Drowning in Compassion
Confronting the misnomers of mass immigration
Being that Canada has already agreed to receive several million immigrants over the next few years, now seems as good a time as any to talk about whether we should have. As Christians, we especially need to improve in this area — talking, that is. In adopting a hands-off approach to culture and culture-formation for the last fifty years, the church has done a fairly good job at embodying the mettle of a 1970’s black velvet painting and a fairly terrible job at preserving anything worthwhile.
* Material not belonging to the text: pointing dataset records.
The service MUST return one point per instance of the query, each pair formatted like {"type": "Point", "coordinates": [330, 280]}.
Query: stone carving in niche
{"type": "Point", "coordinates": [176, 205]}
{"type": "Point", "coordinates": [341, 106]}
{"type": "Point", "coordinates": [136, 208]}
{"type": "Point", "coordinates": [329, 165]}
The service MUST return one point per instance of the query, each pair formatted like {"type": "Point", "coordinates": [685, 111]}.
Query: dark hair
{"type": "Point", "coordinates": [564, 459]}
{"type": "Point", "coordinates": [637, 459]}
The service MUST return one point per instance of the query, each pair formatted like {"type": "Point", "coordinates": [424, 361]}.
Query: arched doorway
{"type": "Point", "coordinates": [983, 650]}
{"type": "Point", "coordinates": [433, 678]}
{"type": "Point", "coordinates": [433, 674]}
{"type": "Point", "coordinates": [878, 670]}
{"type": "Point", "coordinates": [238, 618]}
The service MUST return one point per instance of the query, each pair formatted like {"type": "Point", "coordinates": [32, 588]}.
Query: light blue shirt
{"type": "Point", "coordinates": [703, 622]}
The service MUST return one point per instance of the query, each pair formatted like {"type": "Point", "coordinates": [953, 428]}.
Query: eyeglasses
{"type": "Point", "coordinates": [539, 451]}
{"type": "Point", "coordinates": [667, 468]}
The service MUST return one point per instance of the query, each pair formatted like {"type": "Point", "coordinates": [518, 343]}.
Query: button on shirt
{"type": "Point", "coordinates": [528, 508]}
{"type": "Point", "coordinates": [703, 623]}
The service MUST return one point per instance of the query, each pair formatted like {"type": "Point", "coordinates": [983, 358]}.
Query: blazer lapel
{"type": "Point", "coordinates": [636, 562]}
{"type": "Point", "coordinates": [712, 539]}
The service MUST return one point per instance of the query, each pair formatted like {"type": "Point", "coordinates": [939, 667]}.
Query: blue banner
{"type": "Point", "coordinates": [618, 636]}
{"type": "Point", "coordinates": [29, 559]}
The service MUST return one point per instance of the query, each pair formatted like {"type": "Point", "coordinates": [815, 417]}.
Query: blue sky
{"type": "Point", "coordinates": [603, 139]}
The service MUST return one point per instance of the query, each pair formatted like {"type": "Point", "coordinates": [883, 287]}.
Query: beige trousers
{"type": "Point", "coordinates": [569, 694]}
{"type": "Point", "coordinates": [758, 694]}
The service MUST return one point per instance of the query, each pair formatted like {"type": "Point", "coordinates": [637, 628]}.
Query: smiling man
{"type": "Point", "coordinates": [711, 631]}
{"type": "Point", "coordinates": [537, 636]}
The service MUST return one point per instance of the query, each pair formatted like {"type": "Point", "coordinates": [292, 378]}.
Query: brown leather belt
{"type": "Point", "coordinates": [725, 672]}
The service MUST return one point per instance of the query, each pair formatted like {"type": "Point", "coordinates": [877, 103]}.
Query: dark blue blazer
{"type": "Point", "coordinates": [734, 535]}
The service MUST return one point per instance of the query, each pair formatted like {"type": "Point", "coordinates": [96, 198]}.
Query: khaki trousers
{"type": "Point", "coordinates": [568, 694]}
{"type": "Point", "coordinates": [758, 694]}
We thought the pork shoulder would be fine — better in fact — left to fend for itself at room temperature. Which explains why it’s now riddled with maggots.
In case we missed it, culture is subject to the same bondage to decay as radishes and havarti cheese. Throughout history, God manifests His grace not just in saving a people out of the world, but in then unleashing them back into the world as preserving agents. The world has always been in desperate need of gospel-preservation; no less in our own time, when the general strategy seems to be to chug as much Drano as possible and hope for the best.
All of that was just a lengthy preface reiterating what Jesus already told us — “If the light in you is darkness, how great is the darkness!” A church full of scared and defensive people is, from one angle, living in much deeper darkness than the sketchiest bath house in Montreal, because it is living in defiance of what it is. Whatever else can be said about the bath house, at least it’s being consistent.
So Christians, let’s talk about immigration. And let’s have some real talk, shall we? The kind that starts with William Riker striding up to a low-backed deck chair and swinging one of his legs over it. The kind that would produce septic shock among the ranks of political officials and apoplexy among the ranks of spiritual officials.
I hope we want to be the kind of people who aren’t just immersed in the Word, but skilled in applying the Word. So that wherever we are, and whatever we're doing, we're flinging salt everywhere like an old French chef.
What Shouldn’t Have to be Said but Does
There seems to be a growing sect of tomb-washers who are convinced we’re engaged in some kind of kinist revival project over here.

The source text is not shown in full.